Yes, you guessed it - there are no legal sanctions at all. This shocking bunch of busted shysters reckons we'll believe yet another promise to go straight simply because they've framed it as a law (cf their laws to outlaw child poverty, reverse global warming, ensure universal happiness, etc etc).
What a joke. As BOM's old friend the Prof says:
“Fiscal responsibility acts are instruments of the fiscally irresponsible to con the public.”
The Director of the Institute of Fiscal Studies says:
“It is not obvious why anybody should be more persuaded by this than they ended up being impressed by the Code for Fiscal Stability which was enshrined in statute with much fanfare in 1998.”
When Evan Davis tackled Mandy about this on BBC Today, the old queen was so empty handed he was even driven to a "with great love and respect". All he could offer was a ludicrous claim that, although the intellectual elite might not be impressed - because, you see, they've got their own anti-Labour agenda - the Act was necessary to reassure the public. Apparently we peasants are so dumb we will still believe a Labour promise if it's dressed up as an Act of Parliament.
Look, we strongly favour explicit fiscal rules.
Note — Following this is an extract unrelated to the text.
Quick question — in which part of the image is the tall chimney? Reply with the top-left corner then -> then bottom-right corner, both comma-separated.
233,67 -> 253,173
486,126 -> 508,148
The evidence from around the world suggests that governments are much more likely to maintain fiscal discipline if they announce upfront the quantified rules under which they will manage expenditure, taxation, and borrowing (the IMF is about to publish a new research paper on worldwide experience, which we will read and blog).
But to be credible the rules have to be in the hands of a government that demonstrates it will stick to them. And this government long ago demonstrated precisely the opposite.
Labour now has zero credibility. It is morally and intellectually bankrupt, and no amount of new Fiscal Responsibility Acts will change that.
We desperately need a fresh start under a new government with a clean new set of explicit fiscal rules. Yes, they will have to earn their credibility, particularly after Brown's abysmal performance. But credibility cannot be earned simply by passing another Act.
PS The Major wants to know if he's still in the real world, or whether he slipped away peacefully during the night. According to him, the BBC has just appointed Gordon the Gopher as its head of compliance on £110k a year. So the man that used to make a living by pushing his hand up Gordon's bottom is now in charge of taste, decency and balance at our state broadcaster. Come to that, Tyler is beginning to doubt his own presence among us. How do you tell if you exist, again?